Just enough that I notice the way his shoulders move under that suit jacket. Imagine my legs on those shoulders.
“Ms. Reeves?” Mr. Harrison prompts.
Get it together, Stevie.
“I was having dinner,” I start, and my voice sounds breathy. Wrong. “At Carmine’s. On Fifth Street.”
“And what did you observe?”
I look at the jury like I’m supposed to. Twelve faces ranging from interested to bored to actively hostile.
But I can feel Dario watching me. Can feel the weight of his attention like a physical thing.
“There was a man at another table.” My hands grip the edge of the witness stand. “Three tables diagonal from mine. He was eating alone.”
“Can you identify that man?”
I have to look at him now. Have to turn my head and point and say his name.
I turn.
Dario’s already looking at me. Not at his lawyer. Not at the jury. Not at anything but me.
His eyes are darker than I remembered. Or maybe it’s the courtroom lighting. Or maybe it’s the way he’s looking at me like he knows exactly what I was thinking about at 2 AM with his chocolates and my hands.
“Him,” I say, and my voice comes out husky. “Dario Marchetti.”
His jaw tightens. Just that two-millimeter shift I cataloged five weeks ago.
I’m wet enough that I’m worried about standing up later.
This is a problem.
This is a big problem.
“Let the record show the witness has identified the defendant,” Mr. Harrison says. “Ms. Reeves, what happened after the second man approached Mr. Marchetti’s table?”
I tell them.
Try to, anyway.
But Dario’s throat works when I mention the other man getting loud, and I lose focus watching the movement. Wondering how that skin would taste. Whether he’d let me bite down hard enough to bruise. Mark him. Claim him. Whether he’d growl or groan.
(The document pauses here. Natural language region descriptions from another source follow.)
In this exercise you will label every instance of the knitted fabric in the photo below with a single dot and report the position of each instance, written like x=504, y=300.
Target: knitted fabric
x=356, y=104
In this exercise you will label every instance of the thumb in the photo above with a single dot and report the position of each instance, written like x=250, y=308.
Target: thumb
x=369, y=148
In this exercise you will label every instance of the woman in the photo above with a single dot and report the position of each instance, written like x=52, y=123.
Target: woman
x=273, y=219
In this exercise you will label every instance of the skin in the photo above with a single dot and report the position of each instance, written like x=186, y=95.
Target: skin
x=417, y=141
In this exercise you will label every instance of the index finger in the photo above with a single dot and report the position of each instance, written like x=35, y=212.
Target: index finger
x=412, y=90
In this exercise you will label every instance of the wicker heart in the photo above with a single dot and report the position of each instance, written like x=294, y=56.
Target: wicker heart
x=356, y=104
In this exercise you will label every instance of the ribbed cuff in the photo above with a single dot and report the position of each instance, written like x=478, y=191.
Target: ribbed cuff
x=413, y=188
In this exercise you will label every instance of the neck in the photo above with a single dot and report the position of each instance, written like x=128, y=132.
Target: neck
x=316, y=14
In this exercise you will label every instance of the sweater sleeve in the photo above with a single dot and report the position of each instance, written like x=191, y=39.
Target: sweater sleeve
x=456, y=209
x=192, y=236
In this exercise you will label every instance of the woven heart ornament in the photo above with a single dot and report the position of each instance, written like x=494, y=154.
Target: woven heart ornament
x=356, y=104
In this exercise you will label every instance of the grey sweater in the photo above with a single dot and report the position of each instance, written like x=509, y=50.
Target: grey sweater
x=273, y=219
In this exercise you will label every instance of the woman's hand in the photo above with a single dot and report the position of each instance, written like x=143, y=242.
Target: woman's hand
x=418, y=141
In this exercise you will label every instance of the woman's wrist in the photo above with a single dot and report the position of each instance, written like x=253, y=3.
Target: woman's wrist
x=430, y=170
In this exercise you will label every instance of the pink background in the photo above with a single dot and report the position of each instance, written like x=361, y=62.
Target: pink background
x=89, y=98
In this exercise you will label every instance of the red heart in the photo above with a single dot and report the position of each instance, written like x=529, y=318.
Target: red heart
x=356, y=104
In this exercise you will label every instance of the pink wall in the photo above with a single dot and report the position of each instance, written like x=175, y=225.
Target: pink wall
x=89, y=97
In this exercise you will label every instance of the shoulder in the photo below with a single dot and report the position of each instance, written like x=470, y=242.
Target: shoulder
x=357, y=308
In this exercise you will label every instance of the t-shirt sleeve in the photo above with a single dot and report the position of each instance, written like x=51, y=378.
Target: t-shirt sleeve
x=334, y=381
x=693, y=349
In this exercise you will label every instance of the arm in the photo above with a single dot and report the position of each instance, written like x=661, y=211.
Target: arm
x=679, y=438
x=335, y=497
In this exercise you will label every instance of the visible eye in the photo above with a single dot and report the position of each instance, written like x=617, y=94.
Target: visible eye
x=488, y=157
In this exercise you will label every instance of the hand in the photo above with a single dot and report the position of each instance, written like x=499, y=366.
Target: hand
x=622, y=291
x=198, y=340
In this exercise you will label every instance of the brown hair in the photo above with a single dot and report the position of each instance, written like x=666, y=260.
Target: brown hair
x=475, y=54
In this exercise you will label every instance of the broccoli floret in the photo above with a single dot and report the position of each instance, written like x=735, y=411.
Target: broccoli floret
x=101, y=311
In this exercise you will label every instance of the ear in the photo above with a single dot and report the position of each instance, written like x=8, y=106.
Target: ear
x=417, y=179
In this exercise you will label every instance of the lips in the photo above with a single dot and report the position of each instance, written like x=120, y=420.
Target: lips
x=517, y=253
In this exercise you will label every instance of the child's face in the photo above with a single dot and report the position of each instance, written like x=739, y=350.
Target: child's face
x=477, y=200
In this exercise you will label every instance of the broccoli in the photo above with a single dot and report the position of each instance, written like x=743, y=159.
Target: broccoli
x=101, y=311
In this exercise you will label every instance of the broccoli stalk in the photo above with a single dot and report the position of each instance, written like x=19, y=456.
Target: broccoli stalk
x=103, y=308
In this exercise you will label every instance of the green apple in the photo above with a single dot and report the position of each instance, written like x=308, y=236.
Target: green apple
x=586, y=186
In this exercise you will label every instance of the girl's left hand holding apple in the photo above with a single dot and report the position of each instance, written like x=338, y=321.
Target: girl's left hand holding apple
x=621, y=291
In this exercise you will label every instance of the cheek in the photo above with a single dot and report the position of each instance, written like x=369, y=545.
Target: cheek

“Ms. Reeves?” Mr. Harrison sounds concerned.
Focus. Jesus Christ, focus.
“The man was yelling,” I continue, dragging my attention away from Dario’s throat. “Getting in his face. And then Mr. Marchetti stood up.”
That gets Dario to shift again. Crossing his arms. The fabric of his suit pulling tight across his shoulders.
I want to rip it off him with my teeth.
“And what happened when he stood up?” Mr. Harrison asks.
“He moved.” My voice sounds strange. Distant. “It was fast. Controlled. Like he’d done it a thousand times.”
Dario’s mouth curves. Like he’s remembering.